Health Declaration & Release of Liability


Section 1

In accordance with RA 11332, sections 9 and 10, otherwise known as Mandatory Reporting of Notifiable Diseases and Health Events of Public Health Concern, you are required tp provide correct information. Incorrect information or non-disclosure may be grounds for a criminal case against you, resulting in a fine of Php 20,000 to Php 50,000 and/or imprisonment of up to six months.

Section 2

Adventist Medical Center Bacolod is a HEALTHCARE FACILITY; community transmission of COVID-19 constantly coming to the hospital for treatment entails the risk of contracting COVID-19 from commuting or contact with high-risk frontline staff.

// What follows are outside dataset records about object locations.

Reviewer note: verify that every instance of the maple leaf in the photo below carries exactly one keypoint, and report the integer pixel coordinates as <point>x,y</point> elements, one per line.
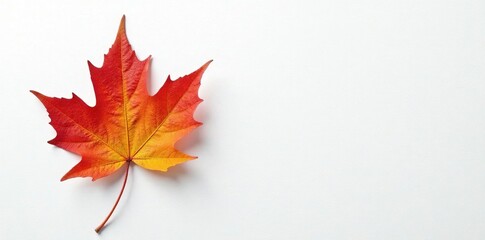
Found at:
<point>126,124</point>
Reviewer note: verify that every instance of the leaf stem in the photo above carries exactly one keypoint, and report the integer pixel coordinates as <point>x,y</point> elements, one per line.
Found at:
<point>100,227</point>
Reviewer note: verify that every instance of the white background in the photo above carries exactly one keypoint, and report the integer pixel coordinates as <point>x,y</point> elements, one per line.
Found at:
<point>323,120</point>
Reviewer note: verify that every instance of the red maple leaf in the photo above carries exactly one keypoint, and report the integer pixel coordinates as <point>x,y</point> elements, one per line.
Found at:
<point>127,124</point>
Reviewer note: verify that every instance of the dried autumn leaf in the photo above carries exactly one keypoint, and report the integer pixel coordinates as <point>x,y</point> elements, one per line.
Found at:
<point>126,124</point>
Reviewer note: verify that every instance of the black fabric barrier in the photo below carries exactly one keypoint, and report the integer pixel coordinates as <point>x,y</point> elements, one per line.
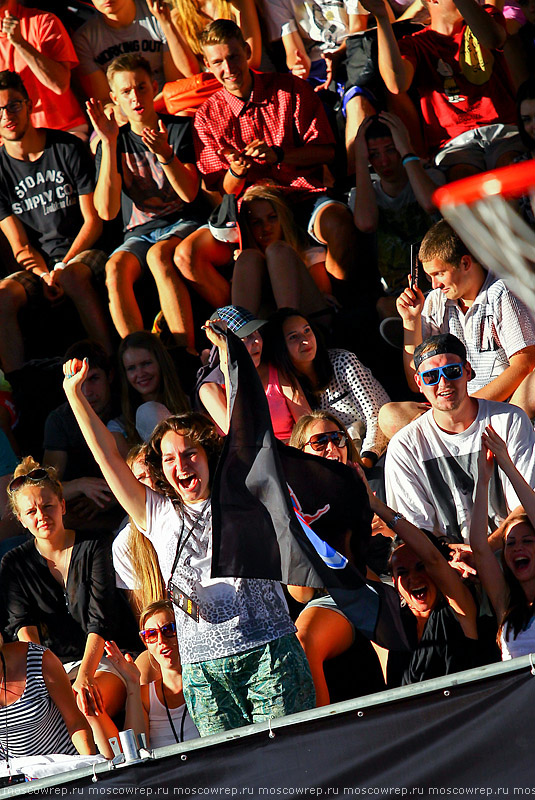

Having read the aforementioned, I hereby agree as follows:

– By my own free will, I choose to enter the premises of BAMC and avail of its services. I also waive any right to hold Adventist Medical Center-Bacolod liable for any charges/expenses incurred for RT-PCR and/or hospital admission should I/or my patient contract COVID-19 from co-patient, watchers, doctors, and staff visitors.

– I declare that the information I have given above is true, correct and complete. I understand that non-disclosure or failure to provide correct information is punishable under RA 11332, and I am subject to a fine or imprisonment or both as stipulated by RA 11332.

I recognize that by completing this form I am contributing to the effort of BAMC in providing me/my patient a safe environment and allowing her to provide the right services due to me/my patient.